Apología del Evangelio
No saben ustedes, amigos lectores, cómo agradezco el haberme encontrado, un día, con el texto del Evangelio. Con qué avidez lo leí, hace ya muchos años, y con qué regusto vuelvo a pasar sus páginas grávidas de amores divinos y esperanzas humanas. No lo saben bien ustedes. Cuando alguien dice que no cree, le recomiendo su lectura. Si cansado de la vida, le aconsejo el solaz de sus palabras. Si ciego, su luz inextinguible. Si sordo, sus gritos de justicia. Si enfermo, el fármaco eficaz de sus promesas. Si pobre, el tesoro de sus riquezas. Si muerto, el sonido triunfal de la victoria inmarcesible.
No hallo otro libro más útil al hombre. Todos cuantos se escribieron antes de él, con sinceras ansias de ayudar al prójimo, le prefiguran. Todos cuantos tras él se han escrito, bebiendo de sus aguas fontales, le profetizan. Él está ahí, frente a mí y frente a ustedes, cual viático a la espera de que el caminante de él se nutra y fortalezca. ¡Demasiado expuesto hacer la caminata de la vida sin el alimento de esta palabra para todos escrita! Cuantas veces fracasé, se debió a no contar con su ayuda. Cuantas veces fui vencido o me equivoqué, a ignorarlo se debió la causa. Él encierra las señales del camino, las claves de la verdad, los secretos de la vida. Ahí está, frente a mí y frente a ustedes, a la espera.
El Evangelio, que declara dichosos a los pobres, a los mansos, a los afligidos, a los sedientos de justicia, a los misericordiosos, a los limpios de corazón, a los pacificadores y a los que son perseguidos a causa de su mensaje, tiene duras palabras para los ricos, los hartos, los que ríen y los que se confabulan con el sistema. Y no porque, aparentemente, se esté en uno u otro bando. No. Él va a la raíz. No acepta la ofrenda del pío, si éste no se ha reconciliado con su hermano. Llama adúltero, también, a quien mira con ojos impúdicos. No cree en el sí o el no que va arropado de juramento. Ni acepta la venganza, ni el sólo amor a aquellos por quienes somos amados.

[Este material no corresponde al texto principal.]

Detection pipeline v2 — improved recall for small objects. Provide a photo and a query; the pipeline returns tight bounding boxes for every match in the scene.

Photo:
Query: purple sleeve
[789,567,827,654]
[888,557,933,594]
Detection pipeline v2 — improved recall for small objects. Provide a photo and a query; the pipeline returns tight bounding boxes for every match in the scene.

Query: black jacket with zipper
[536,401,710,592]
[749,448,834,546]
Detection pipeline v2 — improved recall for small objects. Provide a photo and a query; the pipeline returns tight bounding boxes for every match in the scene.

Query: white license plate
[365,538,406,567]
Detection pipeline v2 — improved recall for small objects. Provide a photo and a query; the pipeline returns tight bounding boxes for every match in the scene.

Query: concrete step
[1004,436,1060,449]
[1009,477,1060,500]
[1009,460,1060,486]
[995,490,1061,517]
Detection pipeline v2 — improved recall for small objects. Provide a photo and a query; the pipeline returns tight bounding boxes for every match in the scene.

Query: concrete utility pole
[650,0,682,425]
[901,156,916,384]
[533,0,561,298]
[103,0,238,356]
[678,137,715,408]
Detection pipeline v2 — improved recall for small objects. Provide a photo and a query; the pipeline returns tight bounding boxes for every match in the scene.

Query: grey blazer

Ni la limosna, penitencia y oración pregonadas.
Si toda esa enseñanza la resume en la regla de oro de que nos portemos con los demás como queremos que los demás se porten con nosotros, he de destacar que, además, el Evangelio me hable de Jesucristo, el Hombre y el Nombre sobre todo hombre y sobre todo nombre. Sus parábolas, su ayuda a los enfermos, su cercanía con los pobres y pecadores, su amor incondicional, su entrega hasta la muerte horrenda… ¡Anden! Busquen ustedes por ahí, a ver si hay algo parecido a que se le pueda llamar Evangelio, y no habré dicho nada.